I've let myself feel intimidated too; I think that's why it's been so liberating *cough* to indulge in the sillier aspects of the trial. BnR has been more appropriate for that--less lonely over there :)
Still, I feel ultra-dopey reading evidence etc and not blogging about it more. Aside from getting too swamped-to-blog, I figured I would leave my posting until I'd digested everything properly and had something new to add (again: intimidation by the Plame-encyclopediati).
Thanks heaps for posting--and for the link to H&O :)
With the exception of giving Froomkin's summary space on my front page, I left this one to the pros.
I know what my expertise is and what my limits are.

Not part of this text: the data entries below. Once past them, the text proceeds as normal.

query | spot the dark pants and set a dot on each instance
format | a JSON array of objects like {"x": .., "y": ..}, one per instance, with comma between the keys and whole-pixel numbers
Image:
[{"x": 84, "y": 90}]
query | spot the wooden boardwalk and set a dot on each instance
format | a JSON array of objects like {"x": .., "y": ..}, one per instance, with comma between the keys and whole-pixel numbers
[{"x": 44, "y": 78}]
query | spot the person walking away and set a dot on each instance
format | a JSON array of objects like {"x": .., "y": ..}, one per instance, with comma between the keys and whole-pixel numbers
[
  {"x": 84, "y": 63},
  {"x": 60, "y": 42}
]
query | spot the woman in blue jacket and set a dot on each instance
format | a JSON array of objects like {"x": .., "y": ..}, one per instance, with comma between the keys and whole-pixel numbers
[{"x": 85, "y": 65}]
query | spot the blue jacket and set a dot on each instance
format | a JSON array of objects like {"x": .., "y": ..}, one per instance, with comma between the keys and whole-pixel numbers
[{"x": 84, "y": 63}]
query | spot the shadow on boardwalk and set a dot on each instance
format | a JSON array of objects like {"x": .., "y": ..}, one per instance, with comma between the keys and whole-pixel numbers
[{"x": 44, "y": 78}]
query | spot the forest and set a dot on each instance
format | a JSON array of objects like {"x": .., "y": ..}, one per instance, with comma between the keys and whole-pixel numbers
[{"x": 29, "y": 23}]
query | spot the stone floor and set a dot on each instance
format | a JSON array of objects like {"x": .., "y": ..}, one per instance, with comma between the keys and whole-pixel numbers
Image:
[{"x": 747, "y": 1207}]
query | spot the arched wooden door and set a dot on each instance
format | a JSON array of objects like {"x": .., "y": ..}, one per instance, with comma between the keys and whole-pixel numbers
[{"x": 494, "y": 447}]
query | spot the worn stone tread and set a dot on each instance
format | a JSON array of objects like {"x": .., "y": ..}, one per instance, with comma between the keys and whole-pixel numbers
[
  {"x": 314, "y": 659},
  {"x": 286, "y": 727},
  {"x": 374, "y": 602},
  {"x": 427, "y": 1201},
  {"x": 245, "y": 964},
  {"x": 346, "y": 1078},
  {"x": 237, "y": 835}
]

Well, I have certainly been humbled, Melanie, although I remain absolutely fascinated. No matter how much detail I took in, I was sometimes going under reading emptywheel's (Marcy's) liveblogging, and then she would suddenly insert an "Aha!" from her memory banks that might or might not give me an "Aha!" too ... And then I just waited for Froomkin.
About a year ago a couple of us (well: thwap and I) spent several days live-foruming (for babble.ca) the testimony of former Ontario premier Mike Harris at the Ipperwash Inquiry into the killing of Dudley George by an OPP officer in September 1995. We were able to watch the inquiry live-streamed, which was fascinating in itself, and the Libby trial often took me back to those days of lawyers lining up to raise objections, the patient, learned, world-weary lead counsel, the good-humoured but very sharp-eyed wise old judge ...
And, of course, the w****l who was testifying. Sorry: my apologies to w*****s. I like w*****s.
Ipperwash is about political interference with our provincial police -- as in was there any? -- as they dealt with a protest that clearly could have been defused peacefully. It's a shocking story with continuing reverberations here, and I'm suddenly reminded that Justice Linden's report is due any day now. Ooh: more work.
I remember how hard it was those few days that we were semi-transcribing Harris's testimony to keep up with all that was said, especially if we wanted to insert some kind of explanatory summary. Stenography is one highly skilled craft, a skill I don't have, but I sure respect it now.
It is wonderful to watch the justice system at work, though, when you can trust the major actors. Next to Justice Linden and Derry Millar, the lead counsel, our former premier suddenly seemed a sad and shabby imposter, as some of his minions, once so snarkily dismissive of the claims of democracy, had earlier.
I know the courts can go wrong, but when they work well, they really work for the legitimate interests of all the people. You can get a bit of the faith back by watching them, I think.
I live blogged a bioterrorism panel at one of the think tanks once (it was where I met the reveres and that relationship spawned Flu Wiki. I'm a pretty good note-taker, but that was the hardest thing I've ever done.
Is there such a thing as typewritten shorthand?
There must be -- that must be what the court reporters are doing. Damn: if I were younger, I'd learn how to do that. Along with learning Italian and serious carpentry and, oh, I don't know, a million other things. Why amn't I young any more? I ask you.
skdadl, court reporters are using a stenograph, not a typewriter. It's a completely different skill.